By extending the scope of SMCR, the FCA aims to build upon the regulation’s initial implementation to create consistency across the financial services sector. The extension aims to foster a culture of greater individual accountability by increasing individual responsibility at the most senior levels (7). It was the FCA’s intention to tailor the pre-existing principles to reflect the different risks, impact, and complexity of each individual firm and clearly establish where responsibility lies. Ultimately, they sought to continue the restoration of confidence in the banking industry.
Impact of SMCR
In the three years since SMCR was first implemented, the FCA has recorded that Senior Managers were clear on what accountability meant in respect to their jobs and daily responsibilities, and the mindset of Senior Managers had been positively impacted (8). The introduction of the new regime has been widely viewed as a positive development: there are now Senior Managers in place who accept accountability, whilst showing a deep commitment to maintaining the highest standards of conduct (8).
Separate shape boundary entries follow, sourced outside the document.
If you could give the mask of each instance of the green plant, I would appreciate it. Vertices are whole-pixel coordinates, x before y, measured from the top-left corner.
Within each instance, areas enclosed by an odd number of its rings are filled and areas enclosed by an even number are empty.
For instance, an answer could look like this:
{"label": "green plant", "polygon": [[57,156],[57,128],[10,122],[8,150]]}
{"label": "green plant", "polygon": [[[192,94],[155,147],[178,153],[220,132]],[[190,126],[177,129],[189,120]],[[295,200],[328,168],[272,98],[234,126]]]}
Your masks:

The industry’s serious commitment to change is therefore evident, demonstrated by senior figures embracing the spirit of the new rules.
Not only has the implementation of SMCR required the definitive clarification of the roles and responsibilities of Senior Managers, many firms have described a stronger sense of ‘Tone from the Top’. Consequently, there has been an increased level of detail, clarity, and quality of the conversations on culture and expected behaviours (8).
Senior Managers: Do you think the SMCR has brought about a meaningful change in behaviour in the industry?
SMCR, like all regulations, has its flaws: the new regime has been criticised for being mired down by too much complexity surrounding a focus on recording decisions. Additionally, the regime will require buy-in by firms’ leadership rather than being seen as merely a compliance tick-box exercise (10). Despite this, there is significant evidence that the industry as a whole has already bought in and is currently being led by individuals who are willing to accept full accountability alongside a deep commitment to maintaining the highest standards of conduct (9). As the FCA stated, “SMCR is a catalyst for change – an opportunity to establish healthy cultures by encouraging greater individual accountability” (6), a change which, three years after introduction, has been deeply embedded into the way the banking industry now operates and will continue to do so in the future.